I was unable to solve some questions asked in my mid term of number theory exam and so I am asking it here.
If $\tau \in H$ and $x= e^{2\pi i \tau}$, prove that $[{504 \sum_{n=0}^{\infty}\sigma_{5}(n) x^n}]^2 = [j(\tau) -{12}^3 ] \sum_{n=1}^{\infty} \tau(n) x^n$.
Here $j(\tau)={12}^3 J(\tau)$ . I used $j(\tau) = 1/x + 744 + \sum_{n=1}^{\infty} c(n) e^{2\pi in \tau}$ but it doesn't have $\sigma$ term in it . The problem I am facing is that I don't think that we have been thaught a result that has both $\sigma$ and $J(\tau)$ in it.

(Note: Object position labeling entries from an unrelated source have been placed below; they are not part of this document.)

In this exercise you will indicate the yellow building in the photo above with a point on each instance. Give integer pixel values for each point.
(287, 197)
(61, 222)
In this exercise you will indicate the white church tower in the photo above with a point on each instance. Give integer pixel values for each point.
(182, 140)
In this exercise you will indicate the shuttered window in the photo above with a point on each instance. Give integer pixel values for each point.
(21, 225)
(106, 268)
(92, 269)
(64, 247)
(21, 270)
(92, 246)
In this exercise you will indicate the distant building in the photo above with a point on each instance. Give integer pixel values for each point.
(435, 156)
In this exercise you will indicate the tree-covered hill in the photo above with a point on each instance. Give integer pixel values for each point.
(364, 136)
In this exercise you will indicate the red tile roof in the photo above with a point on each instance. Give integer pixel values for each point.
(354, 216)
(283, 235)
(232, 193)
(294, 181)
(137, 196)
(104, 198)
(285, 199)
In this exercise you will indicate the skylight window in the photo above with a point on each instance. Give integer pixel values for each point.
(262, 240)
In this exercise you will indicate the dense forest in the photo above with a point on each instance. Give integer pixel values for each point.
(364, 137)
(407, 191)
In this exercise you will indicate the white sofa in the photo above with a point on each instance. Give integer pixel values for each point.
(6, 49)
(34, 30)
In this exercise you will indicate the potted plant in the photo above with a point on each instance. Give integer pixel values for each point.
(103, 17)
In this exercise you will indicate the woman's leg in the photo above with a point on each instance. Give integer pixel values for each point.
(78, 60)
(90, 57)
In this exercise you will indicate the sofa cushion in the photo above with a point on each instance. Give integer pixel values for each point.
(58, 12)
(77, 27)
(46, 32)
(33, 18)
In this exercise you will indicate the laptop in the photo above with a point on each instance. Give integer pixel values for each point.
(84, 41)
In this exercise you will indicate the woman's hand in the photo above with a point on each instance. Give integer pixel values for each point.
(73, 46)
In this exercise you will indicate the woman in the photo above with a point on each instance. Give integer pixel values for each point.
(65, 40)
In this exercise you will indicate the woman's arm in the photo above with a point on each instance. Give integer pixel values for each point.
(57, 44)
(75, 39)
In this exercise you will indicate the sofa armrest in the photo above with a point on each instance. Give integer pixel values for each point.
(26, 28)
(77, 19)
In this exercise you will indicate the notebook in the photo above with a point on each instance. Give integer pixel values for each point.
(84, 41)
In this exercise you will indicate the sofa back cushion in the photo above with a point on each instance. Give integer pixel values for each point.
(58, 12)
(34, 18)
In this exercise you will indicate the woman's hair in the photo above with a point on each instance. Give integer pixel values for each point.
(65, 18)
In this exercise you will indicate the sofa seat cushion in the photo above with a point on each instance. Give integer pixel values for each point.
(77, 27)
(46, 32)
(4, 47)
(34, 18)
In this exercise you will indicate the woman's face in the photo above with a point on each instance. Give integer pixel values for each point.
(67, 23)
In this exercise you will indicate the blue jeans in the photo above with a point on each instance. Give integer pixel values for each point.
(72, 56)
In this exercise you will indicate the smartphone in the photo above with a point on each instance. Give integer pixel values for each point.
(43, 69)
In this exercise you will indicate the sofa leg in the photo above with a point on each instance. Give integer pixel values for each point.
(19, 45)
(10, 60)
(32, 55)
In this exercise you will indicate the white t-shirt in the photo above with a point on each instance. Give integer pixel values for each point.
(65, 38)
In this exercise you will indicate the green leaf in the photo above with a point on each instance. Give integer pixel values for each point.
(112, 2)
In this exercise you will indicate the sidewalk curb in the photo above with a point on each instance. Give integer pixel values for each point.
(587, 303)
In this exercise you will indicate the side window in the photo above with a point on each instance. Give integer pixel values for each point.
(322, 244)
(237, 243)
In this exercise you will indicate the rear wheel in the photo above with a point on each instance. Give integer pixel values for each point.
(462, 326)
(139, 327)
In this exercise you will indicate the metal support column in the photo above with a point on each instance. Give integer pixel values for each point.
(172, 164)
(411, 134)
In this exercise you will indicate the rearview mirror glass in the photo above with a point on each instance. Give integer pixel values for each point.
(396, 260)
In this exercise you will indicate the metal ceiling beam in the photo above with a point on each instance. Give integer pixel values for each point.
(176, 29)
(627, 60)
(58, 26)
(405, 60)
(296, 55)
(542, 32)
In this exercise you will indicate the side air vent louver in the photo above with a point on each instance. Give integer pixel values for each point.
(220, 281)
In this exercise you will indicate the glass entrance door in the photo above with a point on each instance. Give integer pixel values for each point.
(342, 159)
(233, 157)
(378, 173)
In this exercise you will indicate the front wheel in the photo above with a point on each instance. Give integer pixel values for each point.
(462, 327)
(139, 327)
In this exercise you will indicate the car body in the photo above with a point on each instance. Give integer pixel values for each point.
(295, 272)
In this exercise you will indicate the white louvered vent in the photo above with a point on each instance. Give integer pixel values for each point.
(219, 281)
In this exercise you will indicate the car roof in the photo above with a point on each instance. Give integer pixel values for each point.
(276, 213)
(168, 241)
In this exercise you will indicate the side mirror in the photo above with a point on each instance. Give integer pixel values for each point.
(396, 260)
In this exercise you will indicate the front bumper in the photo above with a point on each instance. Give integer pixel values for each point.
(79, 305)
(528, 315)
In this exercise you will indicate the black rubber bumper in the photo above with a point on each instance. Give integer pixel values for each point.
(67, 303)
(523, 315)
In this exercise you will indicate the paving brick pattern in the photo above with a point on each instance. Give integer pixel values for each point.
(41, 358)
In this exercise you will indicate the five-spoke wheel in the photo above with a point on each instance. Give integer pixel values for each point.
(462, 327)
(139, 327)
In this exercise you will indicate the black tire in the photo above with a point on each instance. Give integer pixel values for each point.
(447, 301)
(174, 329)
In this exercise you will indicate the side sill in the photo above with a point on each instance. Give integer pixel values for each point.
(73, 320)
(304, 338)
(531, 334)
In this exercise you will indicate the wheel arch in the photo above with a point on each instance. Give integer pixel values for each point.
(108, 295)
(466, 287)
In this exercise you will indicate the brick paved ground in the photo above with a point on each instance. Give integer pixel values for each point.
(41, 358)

Please help me in proving this question.
Ty
This is simply a reformulation of the identity $$j=1728 \frac{E_4^3}{E_4^3-E_6^2},$$ where $$E_{k}(\tau)=1-\frac{2k}{B_k}\sum_{n=1}^\infty \sigma_{k-1}(n)\,q^n$$ and $\Delta(\tau)=E_4(\tau)^3-E_6(\tau)^2=\sum_{n=1}^\infty \tau(n)q^n$.